Hanna’s details are stunning. Painted fingernails, inset eyelashes, and plenty of blush on those cheeks (AG, again, skimping on the face paint sometimes). Her eyes are glass (or plastic?) but don’t blink.

One other thing Hanna has over American Girl dolls is her arms and legs bend. The vinyl is smooth, almost like porcelain. Great range of motion for the head (can look up and down or tilt for a little more “awww”).

So, I spent £109 ($153 USD) on this girl (after checking the website again today, the price has gone up to £119). Was that price worth it? Considering I’ll pay $115 USD for an American Girl doll, Ruby Red Fashion Friends isn’t a huge leap. (Or if you live in the US and pay US prices, they’re $129 — so enjoy that.) I won’t buy the entire line, but with the frequency they’re coming out with new characters, one or two more might not be out of the question.

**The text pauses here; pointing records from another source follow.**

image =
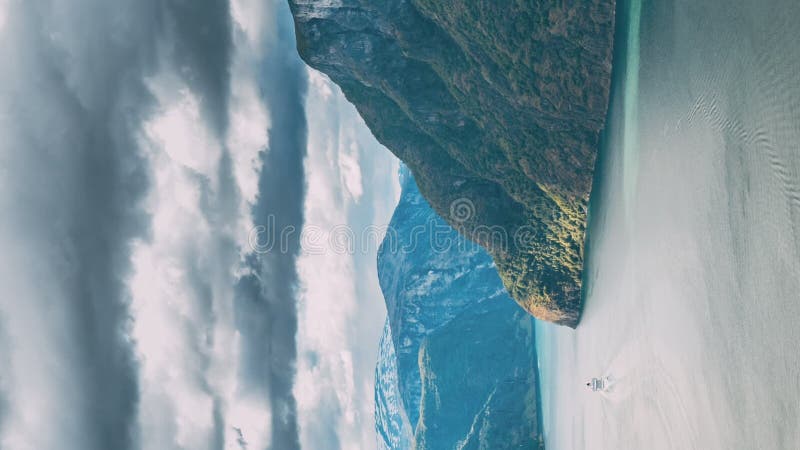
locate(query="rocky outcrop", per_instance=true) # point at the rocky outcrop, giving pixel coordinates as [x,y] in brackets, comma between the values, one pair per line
[497,108]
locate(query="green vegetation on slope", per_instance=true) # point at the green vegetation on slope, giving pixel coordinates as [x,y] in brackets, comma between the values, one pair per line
[493,104]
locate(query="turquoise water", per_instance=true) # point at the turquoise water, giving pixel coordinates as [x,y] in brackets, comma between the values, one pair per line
[693,262]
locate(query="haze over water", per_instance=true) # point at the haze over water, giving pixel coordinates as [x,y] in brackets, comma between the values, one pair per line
[693,268]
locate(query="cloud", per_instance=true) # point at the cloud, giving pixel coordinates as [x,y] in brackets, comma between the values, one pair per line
[142,140]
[340,308]
[105,165]
[266,301]
[74,181]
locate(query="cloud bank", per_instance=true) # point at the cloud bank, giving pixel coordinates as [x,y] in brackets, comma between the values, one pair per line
[142,141]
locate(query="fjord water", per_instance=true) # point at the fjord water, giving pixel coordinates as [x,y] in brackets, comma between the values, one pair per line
[693,266]
[457,362]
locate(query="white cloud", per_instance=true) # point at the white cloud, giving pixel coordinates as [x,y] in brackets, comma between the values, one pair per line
[3,14]
[336,357]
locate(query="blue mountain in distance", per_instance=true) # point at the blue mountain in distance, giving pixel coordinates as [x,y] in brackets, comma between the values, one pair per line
[457,364]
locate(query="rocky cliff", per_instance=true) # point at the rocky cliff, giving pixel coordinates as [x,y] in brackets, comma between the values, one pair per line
[496,106]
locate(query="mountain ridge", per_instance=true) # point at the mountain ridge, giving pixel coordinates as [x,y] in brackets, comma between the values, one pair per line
[497,109]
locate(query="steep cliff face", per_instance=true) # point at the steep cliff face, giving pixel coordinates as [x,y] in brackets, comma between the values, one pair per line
[457,365]
[495,105]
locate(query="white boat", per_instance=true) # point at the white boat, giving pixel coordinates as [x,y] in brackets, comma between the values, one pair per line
[596,384]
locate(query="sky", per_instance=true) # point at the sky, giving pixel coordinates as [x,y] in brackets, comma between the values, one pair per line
[152,153]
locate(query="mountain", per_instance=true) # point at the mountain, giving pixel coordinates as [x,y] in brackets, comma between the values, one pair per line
[457,365]
[496,106]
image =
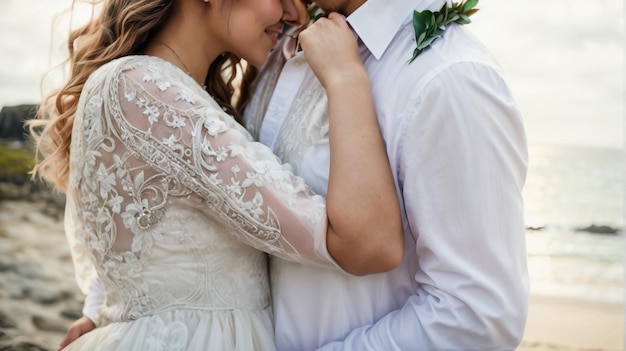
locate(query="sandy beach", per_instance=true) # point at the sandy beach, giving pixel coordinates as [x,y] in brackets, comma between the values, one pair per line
[39,298]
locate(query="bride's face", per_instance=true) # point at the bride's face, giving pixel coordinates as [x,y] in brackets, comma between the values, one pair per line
[294,12]
[252,28]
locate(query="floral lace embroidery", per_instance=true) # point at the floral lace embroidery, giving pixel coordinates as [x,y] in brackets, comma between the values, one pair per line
[148,145]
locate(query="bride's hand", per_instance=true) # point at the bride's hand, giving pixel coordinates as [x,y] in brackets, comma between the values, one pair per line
[331,50]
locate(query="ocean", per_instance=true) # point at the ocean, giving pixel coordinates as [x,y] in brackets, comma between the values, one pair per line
[570,188]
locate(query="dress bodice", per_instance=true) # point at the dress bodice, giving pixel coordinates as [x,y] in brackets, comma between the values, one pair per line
[170,201]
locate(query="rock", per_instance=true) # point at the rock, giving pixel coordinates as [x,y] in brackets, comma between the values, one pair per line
[602,229]
[12,120]
[6,321]
[73,313]
[42,296]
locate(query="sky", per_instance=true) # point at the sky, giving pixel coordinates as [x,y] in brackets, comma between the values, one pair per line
[563,59]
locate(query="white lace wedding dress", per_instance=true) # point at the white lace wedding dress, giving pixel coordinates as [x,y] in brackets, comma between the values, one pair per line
[169,205]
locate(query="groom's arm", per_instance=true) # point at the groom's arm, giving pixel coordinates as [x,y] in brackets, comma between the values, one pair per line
[461,173]
[87,323]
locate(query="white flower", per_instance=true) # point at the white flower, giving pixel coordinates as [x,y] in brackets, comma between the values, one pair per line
[153,113]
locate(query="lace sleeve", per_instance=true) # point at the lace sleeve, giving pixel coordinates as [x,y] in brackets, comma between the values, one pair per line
[180,132]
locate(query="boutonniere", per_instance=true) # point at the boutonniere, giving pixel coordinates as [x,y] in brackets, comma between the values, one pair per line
[430,25]
[315,12]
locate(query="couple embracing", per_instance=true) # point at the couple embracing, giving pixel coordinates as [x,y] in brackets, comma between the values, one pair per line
[392,216]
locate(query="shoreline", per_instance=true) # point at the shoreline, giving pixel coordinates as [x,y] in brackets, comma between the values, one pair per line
[573,324]
[39,295]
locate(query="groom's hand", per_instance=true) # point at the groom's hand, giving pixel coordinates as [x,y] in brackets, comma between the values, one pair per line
[82,326]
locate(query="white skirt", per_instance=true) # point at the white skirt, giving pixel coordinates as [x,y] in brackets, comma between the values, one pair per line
[185,329]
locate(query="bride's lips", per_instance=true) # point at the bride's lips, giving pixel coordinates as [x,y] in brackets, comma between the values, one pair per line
[274,33]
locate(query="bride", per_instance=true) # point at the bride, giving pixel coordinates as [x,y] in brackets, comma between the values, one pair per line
[170,205]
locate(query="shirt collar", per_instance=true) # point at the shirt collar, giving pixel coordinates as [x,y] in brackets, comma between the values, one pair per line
[376,22]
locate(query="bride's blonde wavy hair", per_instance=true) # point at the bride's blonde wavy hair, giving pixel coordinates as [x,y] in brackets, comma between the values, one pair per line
[124,27]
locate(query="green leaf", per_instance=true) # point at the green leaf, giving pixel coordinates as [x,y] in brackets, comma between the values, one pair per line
[464,19]
[419,22]
[469,4]
[429,26]
[426,43]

Because Hanna is 14” tall, like American Girls’ Wellie Wishers line, she acts like a little sister to my existing doll collection. In that way, the furniture and accessories I already have are the perfect size for her. The clothes will have to come from somewhere else. Either fork over £42 for an official Ruby Red Fashion Friends ensemble, go for a Wellie Wishers or Glitter Girls outfit or make my own. We all know I’m gonna get crafty.

Whether you’re a doll collector or you have kids who still play, I’d recommend this doll. She seems sturdy enough to endure playdates, and pretty enough to sit on your curated shelf. I wish I’d had this doll when I was growing up, but honestly, that price is way too high. Kid me never had a chance.